Why Float Became a Litigation Issue
Most recent float-related lawsuits share common themes:
- Allegations that float was undisclosed or poorly disclosed
- Claims that plan sponsors failed to understand or monitor it
- Arguments that providers retained excessive compensation
- Assertions that participants were harmed through lost earnings
What’s notable is that many cases focus less on the existence of float and more on process failures including inadequate review, lack of benchmarking, or absence of documentation.
As interest rates rise and litigation continues to shape expectations, plan sponsors who understand float and can articulate why their arrangements are reasonable will be better positioned to withstand scrutiny.
Action Items for Plan Sponsors
- Review service agreements and fee disclosures to identify where float may be earned.

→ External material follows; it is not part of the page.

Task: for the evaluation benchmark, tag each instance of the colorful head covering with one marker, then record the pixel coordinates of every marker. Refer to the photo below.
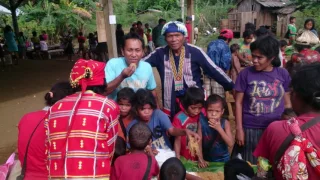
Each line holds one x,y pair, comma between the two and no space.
227,33
87,73
174,26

- Ask your advisor and recordkeeper for a clear explanation of float practices. Ask explicit questions: Where does float occur? Who earns it? Under what conditions?
- Evaluate float as part of total compensation, not in isolation. Benchmark total compensation by comparing arrangements against alternatives.
- Document fiduciary decisions regarding compensation structures.
- Reassess arrangements periodically, especially as market conditions change and as service providers may make updates to agreements.
When it comes to float, the greatest risk isn’t earning interest, it’s not knowing who benefits from it, or why.
[i] U.S. Department of Labor, Employee Benefits Security Administration, “Disclosure and Other Obligations Relating to ‘Float,'” Field Assistance Bulletin No. 2002-03, November 5, 2002, https://www.dol.gov/agencies/ebsa/employers-and-advisers/guidance/field-assistance-bulletins/2002-03.
[ii] Tussey v. ABB, Inc., 850 F.3d 951 (8th Cir. 2017), https://law.justia.com/cases/federal/appellate-courts/ca8/15-2792/15-2792-2017-03-09.html; U.S. Department of Labor, Employee Benefits Security Administration, Advisory Opinion 1993-24A, September 13, 1993, https://www.dol.gov/agencies/ebsa/about-ebsa/our-activities/resource-center/advisory-opinions/1993-24a.
[iii] Espinoza v. Baker Hughes Holdings, LLC, 2025 BL 41893, S.D. Tex., No. 4:23-cv-01532, February 10, 2025.